Print periodicals clandestinely reducing their frequency

I have a print subscription to Time Magazine. The terms and conditions say that a one-year subscription buys you 52 issues. They also say that the magazine publishes 17 double issues per year, each of which covers two weeks and counts as two for the purposes of a subscription.

Think about that: This means that 34 out of the 52 weeks of a year are covered by a double issue. In other words, an annual subscription will comprise 34 double issues and only 18 “normal” single issues. And that is only the minimum, as the publishers reserve the right to do additional double issues. The one-week single issue has become the exception rather than the norm. And on top of it all, I don’t really think the double issues are twice the size of a single issue; they’re slightly thicker, but not by a factor of two. They’re more like what an ordinary single issue would have been a couple of years ago.

In a way I shouldn’t be complaining, as this gives me more time to read each issue. But in a way I find it a bit hypocritical to do it that way just to maintain the illusion that the magazine is still a weekly publication. As a matter of fact, it has turned into a fortnightly* one, so just be honest enough to say so if the media world has developed in such a way as to make a weekly print publication unviable.

*): I was tempted to say “biweekly” here, which I understand is a more common word than “fortnightly”, but I am never quite sure if “biweekly” means “twice a week” or “once in two weeks”.

This seems like a case where you have to ignore what the T&C says and just think of it in real-world terms. You’re not paying $40 for 52 issues, you’re paying $40 for 35 issues. The sooner you get on board with that, the less frustrated you’ll be with something you not only have zero control over, but is just going to get worse. If that’s the direction they’re heading in, I think it’s safe to say the move to bi-weekly or monthly is inevitable.

Since you still pay for the print edition, you’re understandably not likely to go this route, but you could cancel and just read it online.

If it’s any consolation, many periodicals are doing the same thing.

One of my industry-specific mags has long been the flagship weekly of the industry. Subscriptions run ~US$150 per year; it’s not casual reading.

About 3-4 years ago they announced the are going to a fortnightly format, plus a website and a host of targeted daily e-newsletters you can opt into at no extra charge.

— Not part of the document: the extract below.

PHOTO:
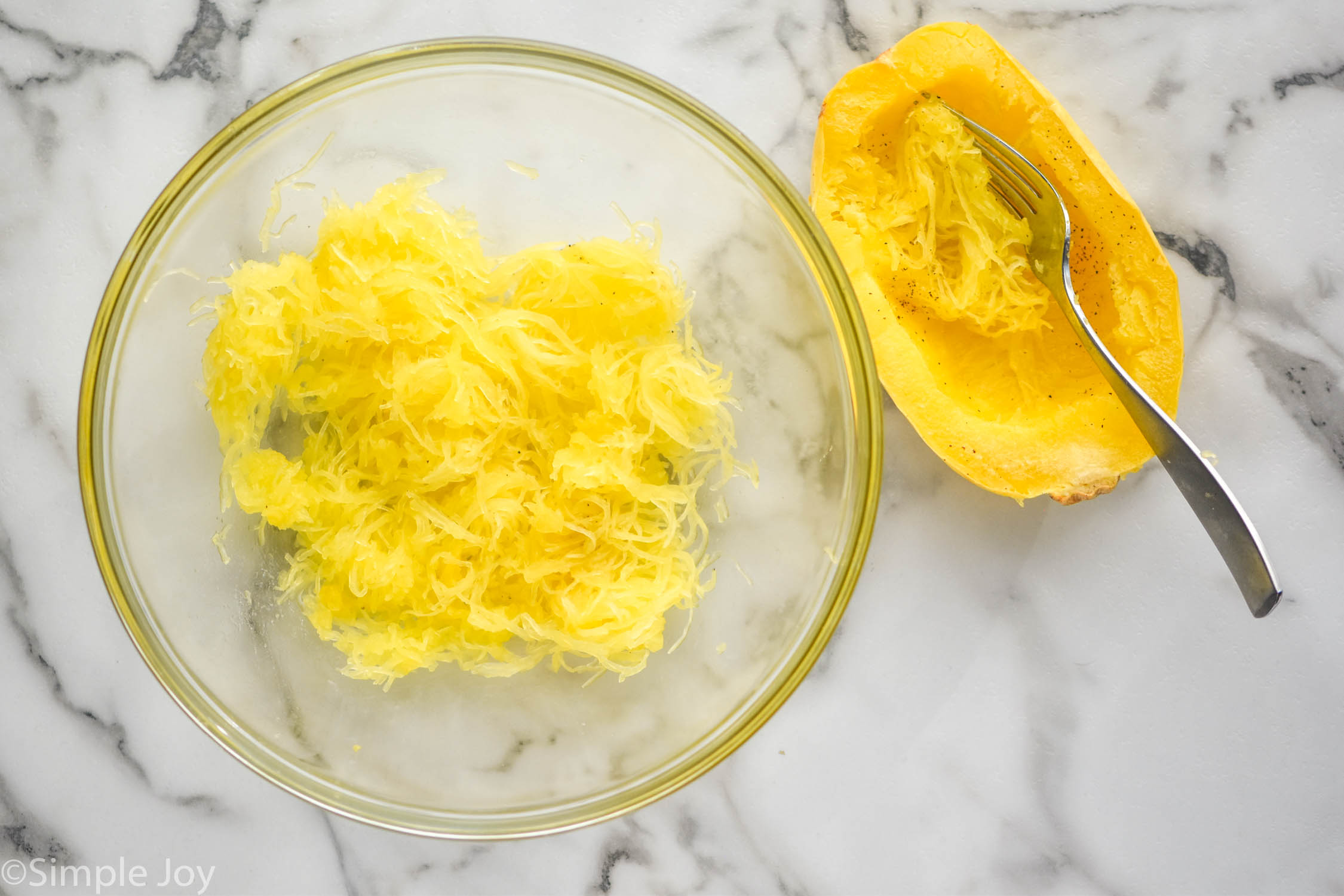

Their argument was that a weekly was too slow / delayed for business decision makers and too frequent for the logistics (read “costs”) of physical distribution.

So now they publish 26 mags per year, each no larger than the old weeklies. They’re available as dead trees or a PDF of the identical content. The website has about 3x the material versus what gets into the print/pdf. Many of the additional web articles are quickie 3-5 paragraph tidbits while their stock in trade in Ye Olden Tymes was in-depth coverage with good background.

Color me less satisfied than ever with the content. But I do like the pdf over paper (I get both) since I can expand it on the screen to larger print. I find the website more irritating than useful.

Then again, I’m not a harried business decision-maker needing this continuous news feed to have my finger on the moment-to-moment pulse of the industry. [/sarcasm].

Bottom line:
ISTM the only way to look at mag subscriptions (including online ones) nowadays is “total annual quantity+quality of info versus total annual price”. Just like continuous scroll eliminates the idea of “pages”, continuous output delivered via website eliminates the idea of “issues”. Or at the very least renders the idea quaint.

I think you need to check your math. The year might have 34 weeks covered by double issues and 18 weeks covered by single issues. But the resulting annual subscription would consist of 17 double issues and 18 single issues. So the publisher can still argue that single issues are the standard and double issues are the exception.

I have had subscriptions to Analog, Asimov;s, and Ellery Queen’s for years (all of them now published by Dell). Each of them used to be monthly, but over the years each of them have changed their publication schedules, first to ten single and two double issues per year, and now to six double issues per year. A quick random check of my back issues shows that the single issues were about 110 pages each, while the current double issues are about 210 pages each. So a slight decrease in total page count, but to my mind not a significant one.

Sports Illustrated went from weekly to monthly. Rolling Stone went from 2x a month to monthly… And more than a few went to online only,.

I forgot what magazine it was but I was subscribed to a typical video game magazine in the mid-00s that had 12 issues a year once a month. What they didn’t tell you was that one of those issues was a “Special Issue” that was a compilation issue released near the end of the year that was all recycled material, and if you bought the normal “12 issue subscription” you actually wouldn’t get the whole year of magazines. You had to get the “24 Issue + 2 Bonus Issue” subscription.

True that. It could be, indeed, that the number of double issues (17) was set for precisely that reason.